Data Origin in the VO

The goal of the document is to make the Data Origin more visible in the query results executed in the Virtual Observatory. The document lists meta-data required to provide sufficient traceability to end-users in order to improve the understanding of the resultsets and enabling its reuse and its citation.

Use cases

(Data Origin information) A researcher has data in a VOTable that shows an odd feature. They would now like to talk to the creator of the data to help figure out whether that feature is physics or an artefact.

Requirement: contact information to producers present; but then let's not make that a MUST: This can be GDPR-relevant data, and it must be possible to leave it out if it is

The researcher completes his understanding with Data Origin information easily accesible from the VOtable, and this, regardless of the service which generated the result. For instance, a URL that links an article. [The information could contain the Author, the year of publication, related resources like an article or the original data URL]

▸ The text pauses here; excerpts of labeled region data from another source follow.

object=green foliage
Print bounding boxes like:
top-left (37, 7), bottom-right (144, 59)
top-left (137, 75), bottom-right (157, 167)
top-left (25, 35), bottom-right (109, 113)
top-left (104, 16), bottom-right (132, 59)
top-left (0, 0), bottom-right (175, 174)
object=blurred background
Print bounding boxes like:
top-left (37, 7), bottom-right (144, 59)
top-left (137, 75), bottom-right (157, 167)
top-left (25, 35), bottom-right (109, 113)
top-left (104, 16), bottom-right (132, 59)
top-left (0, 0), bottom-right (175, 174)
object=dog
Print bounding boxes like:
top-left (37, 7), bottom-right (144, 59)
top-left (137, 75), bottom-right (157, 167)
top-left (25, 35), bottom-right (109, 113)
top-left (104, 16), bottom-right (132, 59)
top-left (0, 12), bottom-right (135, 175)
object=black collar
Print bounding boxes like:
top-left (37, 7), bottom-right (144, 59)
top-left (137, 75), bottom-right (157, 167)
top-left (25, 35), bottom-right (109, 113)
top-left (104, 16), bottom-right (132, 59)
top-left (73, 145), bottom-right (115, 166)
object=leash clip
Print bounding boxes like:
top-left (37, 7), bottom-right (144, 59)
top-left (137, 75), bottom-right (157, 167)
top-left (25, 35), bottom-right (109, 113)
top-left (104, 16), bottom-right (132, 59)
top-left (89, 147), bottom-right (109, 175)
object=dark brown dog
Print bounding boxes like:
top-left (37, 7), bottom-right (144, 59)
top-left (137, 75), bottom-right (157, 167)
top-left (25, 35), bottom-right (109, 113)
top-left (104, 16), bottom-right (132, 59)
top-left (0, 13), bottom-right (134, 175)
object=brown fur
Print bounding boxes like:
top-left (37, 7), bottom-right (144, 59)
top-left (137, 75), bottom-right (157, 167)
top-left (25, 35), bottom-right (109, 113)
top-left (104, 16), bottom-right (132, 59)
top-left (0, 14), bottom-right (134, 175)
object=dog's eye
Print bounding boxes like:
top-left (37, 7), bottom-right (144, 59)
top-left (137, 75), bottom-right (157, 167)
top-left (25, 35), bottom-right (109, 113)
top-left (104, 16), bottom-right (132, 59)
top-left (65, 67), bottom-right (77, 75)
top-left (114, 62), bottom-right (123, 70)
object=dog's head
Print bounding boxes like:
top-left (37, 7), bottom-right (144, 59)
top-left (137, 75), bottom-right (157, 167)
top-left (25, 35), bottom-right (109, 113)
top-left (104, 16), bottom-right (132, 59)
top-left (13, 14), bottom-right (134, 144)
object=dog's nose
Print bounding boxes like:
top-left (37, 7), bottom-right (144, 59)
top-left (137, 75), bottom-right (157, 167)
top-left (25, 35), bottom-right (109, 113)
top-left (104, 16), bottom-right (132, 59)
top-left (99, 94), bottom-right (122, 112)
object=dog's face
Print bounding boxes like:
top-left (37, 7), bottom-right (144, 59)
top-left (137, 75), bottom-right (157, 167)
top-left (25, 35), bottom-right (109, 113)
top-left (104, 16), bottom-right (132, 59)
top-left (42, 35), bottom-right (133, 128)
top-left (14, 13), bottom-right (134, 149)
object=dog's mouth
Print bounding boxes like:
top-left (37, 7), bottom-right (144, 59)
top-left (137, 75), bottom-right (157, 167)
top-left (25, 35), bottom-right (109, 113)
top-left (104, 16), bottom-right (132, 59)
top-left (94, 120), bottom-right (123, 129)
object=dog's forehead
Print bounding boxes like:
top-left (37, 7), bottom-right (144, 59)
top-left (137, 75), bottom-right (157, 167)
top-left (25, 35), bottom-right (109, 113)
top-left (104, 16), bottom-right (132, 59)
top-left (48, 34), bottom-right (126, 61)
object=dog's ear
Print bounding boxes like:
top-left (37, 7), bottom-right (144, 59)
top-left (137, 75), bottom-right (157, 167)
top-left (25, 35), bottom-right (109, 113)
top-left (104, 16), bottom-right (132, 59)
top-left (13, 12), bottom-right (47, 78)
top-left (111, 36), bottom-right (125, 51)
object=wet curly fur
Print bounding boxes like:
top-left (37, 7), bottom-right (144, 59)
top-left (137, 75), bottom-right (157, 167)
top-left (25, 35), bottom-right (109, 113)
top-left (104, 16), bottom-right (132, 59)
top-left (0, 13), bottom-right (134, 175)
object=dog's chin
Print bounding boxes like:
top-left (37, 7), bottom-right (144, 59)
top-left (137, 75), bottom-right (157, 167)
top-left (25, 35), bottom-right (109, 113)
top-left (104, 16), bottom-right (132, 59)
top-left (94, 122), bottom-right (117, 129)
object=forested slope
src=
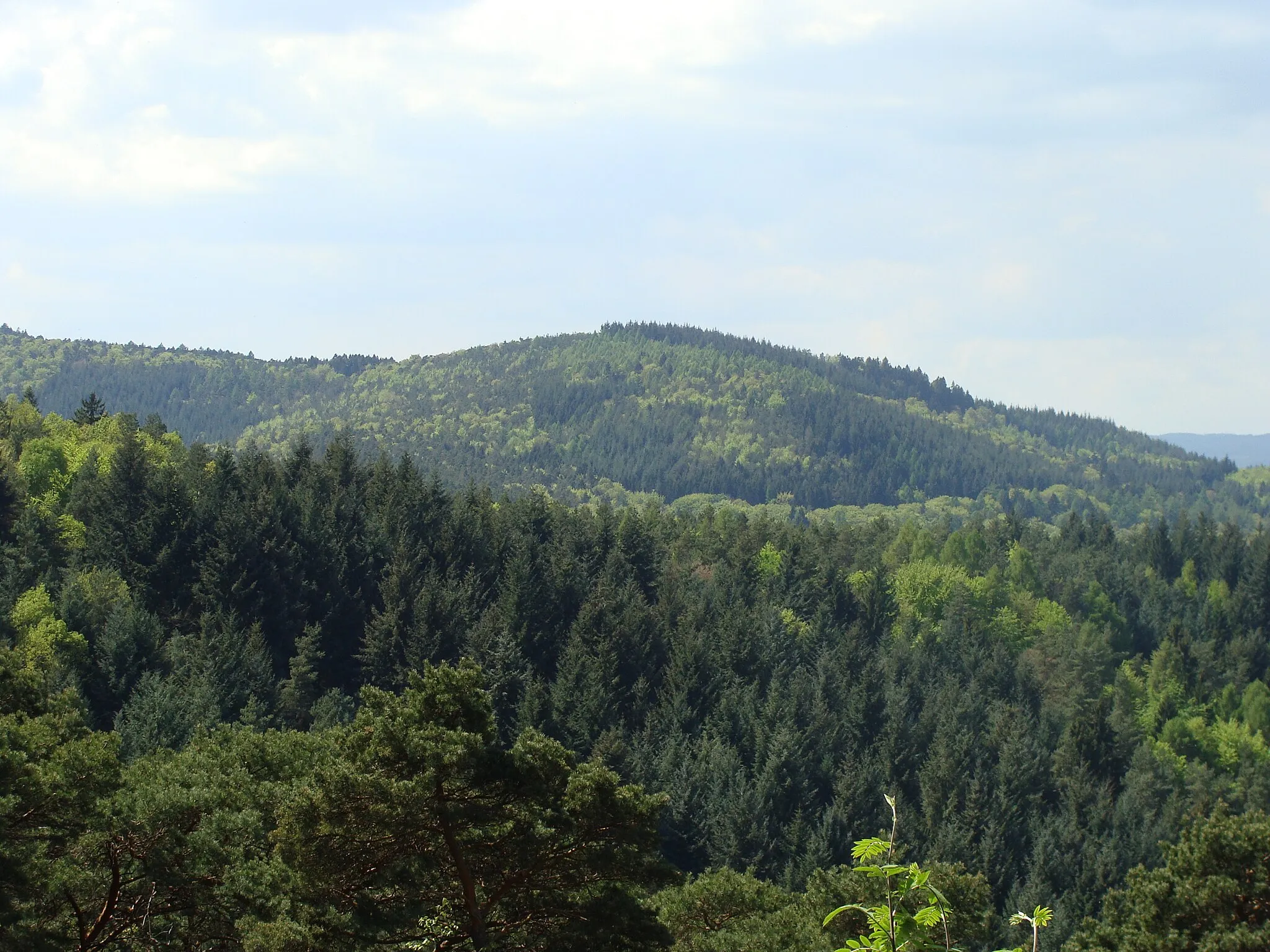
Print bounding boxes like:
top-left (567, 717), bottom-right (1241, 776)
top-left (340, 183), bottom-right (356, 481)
top-left (0, 325), bottom-right (1250, 526)
top-left (0, 399), bottom-right (1270, 952)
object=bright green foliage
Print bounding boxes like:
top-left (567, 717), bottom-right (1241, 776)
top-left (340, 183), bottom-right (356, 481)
top-left (1063, 806), bottom-right (1270, 952)
top-left (653, 862), bottom-right (992, 952)
top-left (0, 325), bottom-right (1250, 525)
top-left (824, 795), bottom-right (952, 952)
top-left (755, 542), bottom-right (781, 579)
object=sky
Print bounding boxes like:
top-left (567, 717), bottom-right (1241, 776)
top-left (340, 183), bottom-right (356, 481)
top-left (0, 0), bottom-right (1270, 433)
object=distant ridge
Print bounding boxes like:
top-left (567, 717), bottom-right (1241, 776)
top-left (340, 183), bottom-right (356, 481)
top-left (1160, 433), bottom-right (1270, 470)
top-left (0, 324), bottom-right (1254, 527)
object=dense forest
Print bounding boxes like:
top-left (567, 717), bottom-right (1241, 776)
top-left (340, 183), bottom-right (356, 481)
top-left (0, 325), bottom-right (1270, 529)
top-left (0, 390), bottom-right (1270, 952)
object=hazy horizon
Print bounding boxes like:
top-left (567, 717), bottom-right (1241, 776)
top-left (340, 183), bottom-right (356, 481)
top-left (0, 0), bottom-right (1270, 433)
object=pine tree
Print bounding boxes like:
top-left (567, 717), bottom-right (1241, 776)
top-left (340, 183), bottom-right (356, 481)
top-left (73, 394), bottom-right (105, 426)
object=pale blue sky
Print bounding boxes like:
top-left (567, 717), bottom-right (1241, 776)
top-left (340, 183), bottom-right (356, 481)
top-left (0, 0), bottom-right (1270, 431)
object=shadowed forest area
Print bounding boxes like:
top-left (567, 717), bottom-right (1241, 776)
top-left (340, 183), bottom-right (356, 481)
top-left (0, 388), bottom-right (1270, 950)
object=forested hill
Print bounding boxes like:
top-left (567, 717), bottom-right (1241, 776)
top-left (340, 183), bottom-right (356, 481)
top-left (0, 325), bottom-right (1266, 526)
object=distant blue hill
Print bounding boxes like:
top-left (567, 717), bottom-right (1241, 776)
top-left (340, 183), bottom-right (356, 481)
top-left (1158, 433), bottom-right (1270, 469)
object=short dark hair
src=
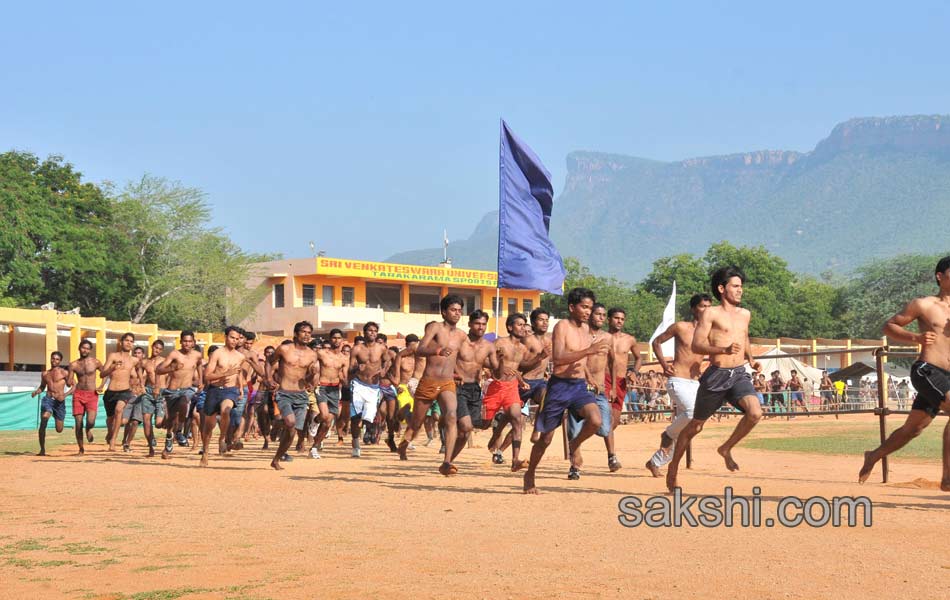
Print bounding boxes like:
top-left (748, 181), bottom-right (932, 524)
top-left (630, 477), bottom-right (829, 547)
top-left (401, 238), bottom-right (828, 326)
top-left (439, 294), bottom-right (465, 312)
top-left (689, 294), bottom-right (712, 308)
top-left (531, 306), bottom-right (551, 323)
top-left (934, 256), bottom-right (950, 281)
top-left (711, 265), bottom-right (745, 301)
top-left (567, 288), bottom-right (597, 305)
top-left (505, 313), bottom-right (528, 329)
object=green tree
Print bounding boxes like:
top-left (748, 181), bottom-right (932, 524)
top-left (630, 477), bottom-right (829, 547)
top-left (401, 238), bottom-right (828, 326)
top-left (116, 175), bottom-right (271, 329)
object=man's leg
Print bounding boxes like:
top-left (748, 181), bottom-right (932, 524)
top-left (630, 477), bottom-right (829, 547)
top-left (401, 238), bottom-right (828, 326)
top-left (858, 409), bottom-right (932, 483)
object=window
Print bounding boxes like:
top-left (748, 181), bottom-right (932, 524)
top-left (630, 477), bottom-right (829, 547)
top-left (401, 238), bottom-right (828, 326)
top-left (409, 285), bottom-right (441, 315)
top-left (449, 288), bottom-right (482, 315)
top-left (366, 283), bottom-right (402, 312)
top-left (303, 283), bottom-right (317, 306)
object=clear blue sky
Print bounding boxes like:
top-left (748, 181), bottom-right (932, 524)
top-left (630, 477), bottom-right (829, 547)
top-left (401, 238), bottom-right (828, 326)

When data provided by the service is derived from external resources, or if the data were performed with an additional curation, the nature and the links to the external resources are available.

For instance, a table published in a journal or by a Space Agency is also hosted in a Data Center like CDS, GAVO, etc. The data curation depends of the Data Center which can add associated data, enrich meta-data (eg: add filter for magnitude) or make a sub-selection of columns. [an advanced serialisation could be based on DOI vocabulary "isVariantFormiOf", "IsDerivedFrom", ...]
(Reproducibility) A researcher revisits work they did six months earlier in an ad-hoc fashion and would now like to reproduce it in a more structured fashion. Do do that, they need to know, say, which queries against which services, or perhaps which programs, produced the files. [Requirement: have the request parameters and a service identification (access url? ivoid?) in the data origin]
(Citation) While preparing a publication, a researcher would like to properly cite the software and data that went into their results. They now run a program to extract that information from the digital artefacts going into the publication -- perhaps even in separate parts of citations and acknowledgements. [Requirement: The data origin must indicate requests for citation and/or acknowledgement in a machine-readable way, preferably in a way that machines can generate BibTeX for whatever they specify]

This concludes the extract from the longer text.